🤖 AI Summary
This work proposes FITMM, a novel framework that addresses the limitations of existing spatial-domain approaches to multimodal recommendation, which often neglect frequency-domain structures and suffer from modality misalignment and redundancy. FITMM is the first to introduce the information bottleneck principle into frequency-domain multimodal recommendation. It constructs item representations via graph augmentation and performs orthogonal decomposition of each modality in the frequency domain to yield lightweight intra-band components. A task-adaptive gating mechanism fuses band-specific information, while intra-band independent modeling and cross-modal spectral consistency constraints enable adaptive band selection and redundancy suppression. Extensive experiments on three real-world datasets demonstrate that FITMM significantly outperforms state-of-the-art baselines, validating the effectiveness and generalizability of frequency-domain modeling for multimodal recommendation.
📝 Abstract
Multimodal recommendation aims to enhance user preference modeling by leveraging rich item content such as images and text.
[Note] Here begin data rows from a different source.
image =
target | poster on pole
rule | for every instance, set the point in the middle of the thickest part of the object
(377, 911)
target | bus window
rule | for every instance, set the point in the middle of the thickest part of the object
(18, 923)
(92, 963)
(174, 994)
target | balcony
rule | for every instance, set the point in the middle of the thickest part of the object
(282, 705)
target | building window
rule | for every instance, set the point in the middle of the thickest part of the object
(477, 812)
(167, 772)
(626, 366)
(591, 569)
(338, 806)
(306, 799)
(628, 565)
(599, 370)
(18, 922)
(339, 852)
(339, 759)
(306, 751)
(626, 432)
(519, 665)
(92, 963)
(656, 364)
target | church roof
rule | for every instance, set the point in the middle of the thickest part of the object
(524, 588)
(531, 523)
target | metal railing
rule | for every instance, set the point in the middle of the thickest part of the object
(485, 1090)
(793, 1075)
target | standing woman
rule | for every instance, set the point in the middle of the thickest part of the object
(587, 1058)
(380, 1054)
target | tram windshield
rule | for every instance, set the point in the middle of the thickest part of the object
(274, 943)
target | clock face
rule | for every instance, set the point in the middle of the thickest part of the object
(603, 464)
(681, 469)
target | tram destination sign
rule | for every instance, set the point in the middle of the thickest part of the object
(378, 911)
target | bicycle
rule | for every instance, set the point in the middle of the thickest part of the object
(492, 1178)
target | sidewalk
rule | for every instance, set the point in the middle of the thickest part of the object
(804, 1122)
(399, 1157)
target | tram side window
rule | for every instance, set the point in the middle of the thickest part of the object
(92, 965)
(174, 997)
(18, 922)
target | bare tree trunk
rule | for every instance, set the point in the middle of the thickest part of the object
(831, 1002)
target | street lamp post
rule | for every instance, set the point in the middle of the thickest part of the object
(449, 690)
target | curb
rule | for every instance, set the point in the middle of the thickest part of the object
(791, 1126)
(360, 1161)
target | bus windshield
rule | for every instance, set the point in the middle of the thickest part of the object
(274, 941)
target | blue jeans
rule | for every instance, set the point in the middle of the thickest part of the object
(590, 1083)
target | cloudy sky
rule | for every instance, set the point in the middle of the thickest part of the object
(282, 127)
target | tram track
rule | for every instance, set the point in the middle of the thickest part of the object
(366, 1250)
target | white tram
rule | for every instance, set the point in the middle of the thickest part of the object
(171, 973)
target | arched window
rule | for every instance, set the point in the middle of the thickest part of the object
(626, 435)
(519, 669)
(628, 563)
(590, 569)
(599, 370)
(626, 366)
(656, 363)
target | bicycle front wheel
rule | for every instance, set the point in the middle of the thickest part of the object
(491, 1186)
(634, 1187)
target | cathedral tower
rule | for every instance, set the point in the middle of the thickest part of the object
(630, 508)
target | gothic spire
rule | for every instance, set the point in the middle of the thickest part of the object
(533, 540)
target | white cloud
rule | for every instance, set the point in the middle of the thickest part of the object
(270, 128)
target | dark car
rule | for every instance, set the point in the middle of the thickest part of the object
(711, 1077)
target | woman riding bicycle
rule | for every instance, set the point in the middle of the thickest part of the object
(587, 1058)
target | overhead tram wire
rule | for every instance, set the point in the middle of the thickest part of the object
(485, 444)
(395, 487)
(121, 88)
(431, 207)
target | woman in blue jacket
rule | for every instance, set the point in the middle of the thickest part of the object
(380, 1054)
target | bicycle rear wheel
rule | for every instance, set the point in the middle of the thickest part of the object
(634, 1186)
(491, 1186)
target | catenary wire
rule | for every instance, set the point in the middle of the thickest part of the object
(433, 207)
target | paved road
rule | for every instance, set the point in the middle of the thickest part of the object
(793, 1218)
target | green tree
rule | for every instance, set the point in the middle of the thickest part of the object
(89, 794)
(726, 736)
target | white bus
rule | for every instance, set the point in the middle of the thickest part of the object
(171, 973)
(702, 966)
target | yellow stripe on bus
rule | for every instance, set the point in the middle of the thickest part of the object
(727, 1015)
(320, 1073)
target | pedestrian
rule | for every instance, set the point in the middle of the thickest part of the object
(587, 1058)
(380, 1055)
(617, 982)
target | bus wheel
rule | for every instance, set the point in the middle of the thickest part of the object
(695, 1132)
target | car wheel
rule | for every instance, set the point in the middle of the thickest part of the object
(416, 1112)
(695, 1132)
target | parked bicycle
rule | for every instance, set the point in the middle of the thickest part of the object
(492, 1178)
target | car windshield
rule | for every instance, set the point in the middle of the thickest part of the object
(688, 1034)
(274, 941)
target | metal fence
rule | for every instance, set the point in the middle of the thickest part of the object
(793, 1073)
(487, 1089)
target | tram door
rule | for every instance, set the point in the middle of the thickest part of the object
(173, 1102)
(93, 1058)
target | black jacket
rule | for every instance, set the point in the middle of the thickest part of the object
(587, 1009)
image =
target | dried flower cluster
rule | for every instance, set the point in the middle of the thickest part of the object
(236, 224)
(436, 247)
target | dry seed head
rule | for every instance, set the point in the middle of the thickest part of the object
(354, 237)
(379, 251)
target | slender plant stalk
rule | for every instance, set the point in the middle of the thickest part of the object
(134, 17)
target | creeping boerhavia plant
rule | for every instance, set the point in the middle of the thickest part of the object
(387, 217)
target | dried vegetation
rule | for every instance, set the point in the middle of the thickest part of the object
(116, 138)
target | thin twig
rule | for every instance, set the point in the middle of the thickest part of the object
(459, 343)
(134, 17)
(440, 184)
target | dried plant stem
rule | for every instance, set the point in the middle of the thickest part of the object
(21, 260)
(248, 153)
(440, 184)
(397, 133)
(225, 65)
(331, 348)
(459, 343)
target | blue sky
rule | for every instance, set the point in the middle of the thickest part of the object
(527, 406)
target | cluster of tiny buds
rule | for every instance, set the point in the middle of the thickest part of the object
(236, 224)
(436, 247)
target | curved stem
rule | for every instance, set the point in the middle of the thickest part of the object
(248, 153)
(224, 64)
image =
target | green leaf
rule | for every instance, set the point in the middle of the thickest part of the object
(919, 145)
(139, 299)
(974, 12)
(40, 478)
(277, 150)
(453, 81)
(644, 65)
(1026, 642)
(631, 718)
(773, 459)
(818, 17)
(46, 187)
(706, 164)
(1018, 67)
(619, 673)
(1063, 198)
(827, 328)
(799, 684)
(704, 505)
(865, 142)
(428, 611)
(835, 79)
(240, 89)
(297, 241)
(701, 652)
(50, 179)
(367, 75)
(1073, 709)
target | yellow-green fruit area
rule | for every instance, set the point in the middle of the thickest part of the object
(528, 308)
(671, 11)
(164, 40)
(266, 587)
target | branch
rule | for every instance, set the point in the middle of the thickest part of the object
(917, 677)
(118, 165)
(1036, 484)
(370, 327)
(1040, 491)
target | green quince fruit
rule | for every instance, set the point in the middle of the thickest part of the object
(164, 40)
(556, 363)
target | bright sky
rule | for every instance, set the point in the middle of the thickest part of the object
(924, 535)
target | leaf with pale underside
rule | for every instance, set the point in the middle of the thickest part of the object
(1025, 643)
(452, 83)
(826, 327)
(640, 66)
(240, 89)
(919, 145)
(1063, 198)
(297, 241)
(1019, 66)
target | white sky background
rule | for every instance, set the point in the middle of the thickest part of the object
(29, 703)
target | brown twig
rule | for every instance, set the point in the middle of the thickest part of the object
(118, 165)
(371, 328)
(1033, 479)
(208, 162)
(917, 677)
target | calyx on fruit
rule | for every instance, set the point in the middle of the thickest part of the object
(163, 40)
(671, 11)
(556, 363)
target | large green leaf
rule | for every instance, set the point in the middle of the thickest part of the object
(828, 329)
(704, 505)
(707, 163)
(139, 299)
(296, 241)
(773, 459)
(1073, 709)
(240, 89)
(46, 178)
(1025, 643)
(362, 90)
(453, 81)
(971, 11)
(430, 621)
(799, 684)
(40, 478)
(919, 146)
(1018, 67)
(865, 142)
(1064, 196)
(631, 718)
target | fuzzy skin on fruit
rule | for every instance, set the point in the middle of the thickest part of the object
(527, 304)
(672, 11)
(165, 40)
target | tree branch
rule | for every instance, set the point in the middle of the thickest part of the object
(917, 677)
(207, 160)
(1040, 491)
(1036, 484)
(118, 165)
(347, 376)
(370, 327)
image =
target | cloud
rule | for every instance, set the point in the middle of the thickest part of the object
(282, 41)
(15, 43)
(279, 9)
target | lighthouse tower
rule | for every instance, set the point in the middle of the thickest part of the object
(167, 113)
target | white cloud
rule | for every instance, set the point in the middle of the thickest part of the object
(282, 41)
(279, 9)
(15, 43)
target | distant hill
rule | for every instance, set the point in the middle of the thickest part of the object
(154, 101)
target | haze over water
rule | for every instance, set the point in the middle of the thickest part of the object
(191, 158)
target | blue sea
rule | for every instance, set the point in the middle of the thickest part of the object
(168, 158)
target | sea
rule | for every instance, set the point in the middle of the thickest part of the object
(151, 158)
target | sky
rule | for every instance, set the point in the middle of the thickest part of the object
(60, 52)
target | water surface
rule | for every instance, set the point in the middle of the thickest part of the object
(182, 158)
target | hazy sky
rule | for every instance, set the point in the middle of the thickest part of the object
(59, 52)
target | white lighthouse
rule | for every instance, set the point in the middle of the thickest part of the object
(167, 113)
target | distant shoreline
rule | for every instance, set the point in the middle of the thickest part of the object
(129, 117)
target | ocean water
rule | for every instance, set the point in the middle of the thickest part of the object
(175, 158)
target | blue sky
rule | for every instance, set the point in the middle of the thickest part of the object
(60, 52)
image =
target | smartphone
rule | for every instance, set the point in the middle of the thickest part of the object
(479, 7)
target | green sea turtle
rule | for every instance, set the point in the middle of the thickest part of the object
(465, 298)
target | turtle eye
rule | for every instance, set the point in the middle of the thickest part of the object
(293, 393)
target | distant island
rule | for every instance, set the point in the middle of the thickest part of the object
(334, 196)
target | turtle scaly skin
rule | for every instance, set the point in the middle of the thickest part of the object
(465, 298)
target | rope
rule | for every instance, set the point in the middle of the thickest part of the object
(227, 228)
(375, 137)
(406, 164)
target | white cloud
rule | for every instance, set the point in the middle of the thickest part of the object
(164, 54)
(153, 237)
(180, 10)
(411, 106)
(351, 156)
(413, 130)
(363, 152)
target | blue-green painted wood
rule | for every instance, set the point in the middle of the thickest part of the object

Yet dominant systems fuse modalities in the spatial domain, obscuring the frequency structure of signals and amplifying misalignment and redundancy. We adopt a spectral information-theoretic view and show that, under an orthogonal transform that approximately block-diagonalizes bandwise covariances, the Gaussian Information Bottleneck objective decouples across frequency bands, providing a principled basis for separate-then-fuse paradigm. Building on this foundation, we propose FITMM, a Frequency-aware Information-Theoretic framework for multimodal recommendation. FITMM constructs graph-enhanced item representations, performs modality-wise spectral decomposition to obtain orthogonal bands, and forms lightweight within-band multimodal components. A residual, task-adaptive gate aggregates bands into the final representation. To control redundancy and improve generalization, we regularize training with a frequency-domain IB term that allocates capacity across bands (Wiener-like shrinkage with shut-off of weak bands). We further introduce a cross-modal spectral consistency loss that aligns modalities within each band. The model is jointly optimized with the standard recommendation loss. Extensive experiments on three real-world datasets demonstrate that FITMM consistently and significantly outperforms advanced baselines.